Acidizing in sandstone formations is a real challenge for the industry. Fines migration, sand production, and additional damages due to precipitation are some of the common concerns with sandstone treatments. Furthermore, the complexities of sandstone formations require a mixture of acids and loadings of many additives. The environmentally friendly chelating agent, glutamic acid N,N-diacetic acid, GLDA, was successfully used to stimulate deep gas wells in carbonate reservoirs. It was extensively tested in the lab to stimulate sandstone cores with various mineralogies. Significant permeability improvements were reported in our previous papers over a wide range of conditions. In this paper, we evaluate the results of the first field application with a fluid based on this chelating agent to acidize an offshore, sour oil well in a sandstone reservoir.

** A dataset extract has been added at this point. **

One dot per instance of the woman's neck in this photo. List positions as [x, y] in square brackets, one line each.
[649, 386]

The field treatment included pumping a preflush of xylene to remove oil residues and any possible asphaltene deposited in the wellbore area, followed by the main stage that contained 25 wt% GLDA, a corrosion inhibitor, and a water wetting surfactant. The treatment fluids were displaced into the formation by pumping diesel. Following the treatment, the treatment fluids were allowed to soak for 6 hours, then the well was put on production, and samples of flowback fluids were collected. The concentrations of key cations were determined using ICP, and the chelate concentration was measured utilizing a titration method using ferric chloride solutions.

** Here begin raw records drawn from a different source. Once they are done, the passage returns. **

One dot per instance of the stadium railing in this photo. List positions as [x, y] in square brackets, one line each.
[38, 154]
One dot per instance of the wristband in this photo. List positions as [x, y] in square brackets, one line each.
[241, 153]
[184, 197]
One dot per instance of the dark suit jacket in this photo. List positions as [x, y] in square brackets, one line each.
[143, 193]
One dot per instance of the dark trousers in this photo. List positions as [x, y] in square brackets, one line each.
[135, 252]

Corrosion tests conducted on low carbon steel tubulars indicated that this chelate has low corrosion rates under bottomhole conditions. No inhibitor intensifier was needed. The treatment was applied in the field without encountering any operational problems. A significant gain in oil production was achieved without adversely impacting the water cut, causing sand production, or fines migration. Analysis of flowback samples confirmed the ability of the chelating agent solution to dissolve various types of carbonates, oxides, and sulfides, while keeping the dissolved species in solution without causing unwanted precipitation. Unlike previous treatments conducted on this well, where 15 wt% HCl or 13.5/1.5 HCL/HF acids were used, the concentrations of iron and manganese in the flowback samples were negligible, confirming the very low corrosion rates of well tubulars when using GLDA solutions.